Created in 1985, the work was commissioned by the Cincinnati Art Museum. That same year, Rose broke Major League Baseball’s all-time hits record. Warhol based the composition on a photograph taken by Cincinnati photographer Gordon Baer. In keeping with his Pop Art approach, Warhol produced four acrylic-on-canvas images. On each one of them he screened and painted bold variations of red, yellow, blue, and white. He later created 50 screen-print impressions of one of the four versions, capturing Rose as both athlete and celebrity. The bright palette mirrored Rose’s persona—confident, flamboyant, and larger than life. Two years later, Warhol passed away. Not long after, Rose was banned from baseball for gambling, lending the portrait an unintended sense of irony and finality.
Pete Rose 360B in Warhol’s Larger Body of Work
As one of Warhol’s late-period celebrity portraits, Pete Rose 360B merges popular culture with personal mythology. Warhol used acrylic paint on canvas, repeating Rose’s right-handed batting stance in four silkscreen variations. The result is a vibrant homage to American sports heroes—figures whose fame paralleled that of movie stars and rock musicians.
“It was so brilliant of Andy to make it into a baseball card,” recalled Carl Soloway, the Cincinnati art dealer who proposed the project. “And that’s so interesting because baseball cards are collectible and negotiable. So it was a statement about the commercialization of art, just like his soup cans are about the commercialization of branding.”

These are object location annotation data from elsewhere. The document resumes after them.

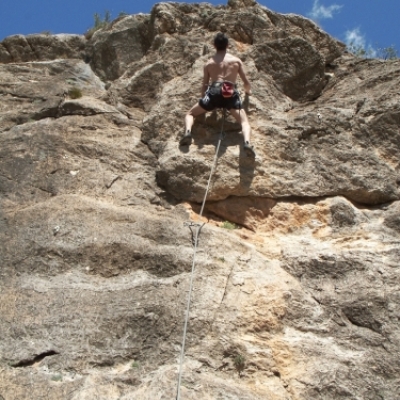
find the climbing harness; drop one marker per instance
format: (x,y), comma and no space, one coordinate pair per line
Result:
(195,240)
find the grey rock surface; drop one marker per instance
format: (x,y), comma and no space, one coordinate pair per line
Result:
(297,268)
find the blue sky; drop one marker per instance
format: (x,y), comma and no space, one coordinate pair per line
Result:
(371,24)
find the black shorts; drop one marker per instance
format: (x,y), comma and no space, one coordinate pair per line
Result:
(213,99)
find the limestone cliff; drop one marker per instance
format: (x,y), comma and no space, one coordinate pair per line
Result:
(95,192)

Indeed, Pete Rose 360B reflects Warhol’s lifelong fascination with fame, value, and replication. Much like his portraits of Mick Jagger and Marilyn Monroe, this work transforms a public figure into a cultural symbol. Warhol recognized that both athletes and celebrities functioned as modern-day icons—commodities as much as individuals. By presenting Rose within the glossy format of a collectible card, captured the athlete at the intersection of sport, fame, and commerce.